Building a learning organisation as advocated by Peter Senge is one of the pillars any entrepreneur should strive for.

Many researchers now postulate, Thinking that stage four of the model mentioned, as being the ultimate,caps progress. It brings complacency.That is the reason, a fifth stage is now being introduced to perfect the much used conscious/competence Matrix. Some researchers in learning David Baume, amongst others, are suggesting a fifth stage called reflective comptence.

Reflective Competence would be the qualifier to outstanding performances delivered on demand in sports, by Tiger Woods or Micheal Jourdan. This would not be dissimilar to Capabilty Maturity Model as used in software development. The 5 levels defined as: initial, repeatable, defined, managed and optimised.

2 comments ↓

#1 Olivier on 10.09.06 at 11:27 pm

Very interesting. I was about to ask about a fifth stage! What would be interesting is to see the rate of change between the various stages.

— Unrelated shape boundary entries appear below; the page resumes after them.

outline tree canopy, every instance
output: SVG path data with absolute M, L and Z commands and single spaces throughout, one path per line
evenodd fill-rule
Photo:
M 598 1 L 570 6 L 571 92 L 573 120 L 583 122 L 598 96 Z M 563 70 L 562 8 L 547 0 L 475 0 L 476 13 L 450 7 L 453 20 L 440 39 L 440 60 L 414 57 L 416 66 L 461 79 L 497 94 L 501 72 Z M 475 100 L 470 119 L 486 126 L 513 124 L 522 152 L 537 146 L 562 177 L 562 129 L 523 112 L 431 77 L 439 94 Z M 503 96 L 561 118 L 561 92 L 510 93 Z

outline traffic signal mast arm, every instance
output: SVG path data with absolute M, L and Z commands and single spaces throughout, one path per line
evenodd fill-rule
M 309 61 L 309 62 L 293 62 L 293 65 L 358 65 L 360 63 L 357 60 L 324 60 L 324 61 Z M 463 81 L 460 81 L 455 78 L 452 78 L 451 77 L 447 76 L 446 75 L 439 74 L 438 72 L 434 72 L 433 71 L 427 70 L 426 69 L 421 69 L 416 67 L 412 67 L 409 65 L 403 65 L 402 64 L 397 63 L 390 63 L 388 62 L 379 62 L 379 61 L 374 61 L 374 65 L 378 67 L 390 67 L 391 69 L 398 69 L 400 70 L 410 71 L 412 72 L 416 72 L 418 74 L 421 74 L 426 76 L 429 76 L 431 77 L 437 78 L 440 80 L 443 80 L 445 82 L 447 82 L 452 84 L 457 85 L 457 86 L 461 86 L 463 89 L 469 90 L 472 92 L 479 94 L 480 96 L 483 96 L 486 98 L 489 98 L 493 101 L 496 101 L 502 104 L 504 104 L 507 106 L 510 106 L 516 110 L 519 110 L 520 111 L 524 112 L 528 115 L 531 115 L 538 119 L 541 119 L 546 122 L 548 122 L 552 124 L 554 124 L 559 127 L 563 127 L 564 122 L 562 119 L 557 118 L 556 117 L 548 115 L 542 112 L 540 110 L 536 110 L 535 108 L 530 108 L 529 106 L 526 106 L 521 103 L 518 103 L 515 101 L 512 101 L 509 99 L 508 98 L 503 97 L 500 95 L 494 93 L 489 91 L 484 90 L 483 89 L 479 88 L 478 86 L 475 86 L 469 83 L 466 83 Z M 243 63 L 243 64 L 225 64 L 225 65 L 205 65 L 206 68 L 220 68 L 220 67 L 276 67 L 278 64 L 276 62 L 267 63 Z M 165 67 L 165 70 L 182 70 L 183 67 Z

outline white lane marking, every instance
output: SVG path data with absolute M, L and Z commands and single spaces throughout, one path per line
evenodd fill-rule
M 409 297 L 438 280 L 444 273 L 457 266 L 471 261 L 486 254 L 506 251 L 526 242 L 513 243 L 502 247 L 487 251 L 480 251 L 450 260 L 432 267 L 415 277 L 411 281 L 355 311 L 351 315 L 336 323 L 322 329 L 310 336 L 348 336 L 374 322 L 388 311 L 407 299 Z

i.e. what I mean is, is it easier to jump from conscious incompetence to unconscious competence rather than from step 1 to 2? and What can be done to facilitate the transition?

#2 joseph on 10.10.06 at 5:19 pm

Stage 1 to 2 is achieved by observations and awareness.A baby will see a human walking. He becomes aware that it is possible to move from point A to B by moving on one’s leg.Whilst being now conscious with what is possible ,he is at the same time conscious of his incompetence.Likewise skimming information is a way of increasing our knowledge.
ope i have shed some light on your question.Stage 3 to 4 is a question of practice and practice until it becomes second nature…a habit.